話題の小説を最初に映画化したのは、1930年(昭和5年)、京都の日活太秦撮影所で、十一谷の原作を畑本秋一が脚色、溝口健二が監督した。しかし同タイトルの映画『唐人お吉』を東京の河合映画製作社(のちの大都映画)が早撮りし、しかも村松春水の『実話唐人お吉』を原作として八尋不二が脚色、村越章二郎が監督し、溝口版よりも1か月早い同年6月6日に公開している[3]。日活京都撮影所(日活太秦撮影所を改称)は、1937年(昭和12年)、溝口版をトーキーリメイク、十一谷の原作を滝川紅葉が脚色、池田富保が監督して、同年6月17日に公開した。

十一谷原作以外にも、上記の村越版も含めて「唐人お吉」をテーマとした映画作品は、合計7作存在する。

溝口健二の『唐人お吉』、池田富保の『唐人お吉 黒船情話』は、いずれも東京国立近代美術館フィルムセンターに所蔵されておらず[4]、いずれもマツダ映画社の「主な所蔵リスト」には掲載されていない[5]。
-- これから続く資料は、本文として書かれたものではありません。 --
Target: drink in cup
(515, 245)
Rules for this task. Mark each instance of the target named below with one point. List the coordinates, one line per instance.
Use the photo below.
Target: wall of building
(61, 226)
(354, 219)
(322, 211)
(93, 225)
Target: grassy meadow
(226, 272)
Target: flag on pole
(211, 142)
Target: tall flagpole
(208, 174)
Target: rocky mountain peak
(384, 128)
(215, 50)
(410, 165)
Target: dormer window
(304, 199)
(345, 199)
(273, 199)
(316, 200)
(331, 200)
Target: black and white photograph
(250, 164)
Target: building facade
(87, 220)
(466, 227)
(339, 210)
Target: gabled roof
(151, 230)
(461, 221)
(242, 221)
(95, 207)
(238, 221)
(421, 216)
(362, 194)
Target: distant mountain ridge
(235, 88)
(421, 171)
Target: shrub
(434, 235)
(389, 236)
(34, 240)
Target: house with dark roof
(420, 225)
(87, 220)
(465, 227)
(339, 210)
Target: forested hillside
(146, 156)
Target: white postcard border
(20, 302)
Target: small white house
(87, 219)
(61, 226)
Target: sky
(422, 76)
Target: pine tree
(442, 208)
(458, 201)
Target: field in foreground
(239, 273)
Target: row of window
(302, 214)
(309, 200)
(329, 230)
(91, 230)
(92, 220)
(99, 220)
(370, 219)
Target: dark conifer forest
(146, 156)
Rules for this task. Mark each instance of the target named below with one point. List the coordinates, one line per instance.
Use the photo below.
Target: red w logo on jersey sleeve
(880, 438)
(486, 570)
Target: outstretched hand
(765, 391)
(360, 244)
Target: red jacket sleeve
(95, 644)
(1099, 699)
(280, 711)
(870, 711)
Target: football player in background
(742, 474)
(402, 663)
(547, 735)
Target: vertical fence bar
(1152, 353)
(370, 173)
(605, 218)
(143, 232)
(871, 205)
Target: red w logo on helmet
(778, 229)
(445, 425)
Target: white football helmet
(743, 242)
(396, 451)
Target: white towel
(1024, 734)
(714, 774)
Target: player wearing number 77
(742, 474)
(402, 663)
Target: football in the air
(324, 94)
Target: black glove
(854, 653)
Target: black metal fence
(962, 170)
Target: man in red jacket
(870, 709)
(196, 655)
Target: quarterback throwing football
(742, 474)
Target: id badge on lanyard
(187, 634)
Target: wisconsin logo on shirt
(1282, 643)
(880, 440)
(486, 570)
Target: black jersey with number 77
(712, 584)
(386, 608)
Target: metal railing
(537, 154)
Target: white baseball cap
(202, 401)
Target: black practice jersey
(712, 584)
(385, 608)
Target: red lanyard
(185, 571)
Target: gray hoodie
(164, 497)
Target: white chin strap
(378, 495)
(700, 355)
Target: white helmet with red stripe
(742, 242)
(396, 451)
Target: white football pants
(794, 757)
溝口健二の『唐人お吉』に関しては「4分」のフィルム断片が現存しており、同じ溝口の監督作でほぼオリジナルに近い形で現存する『折鶴お千』(1935年)とのカップリングでDVDに収録され、デジタル・ミームTalking Silentsの第2集として、2007年(平成19年)10月24日にリリースしている[6]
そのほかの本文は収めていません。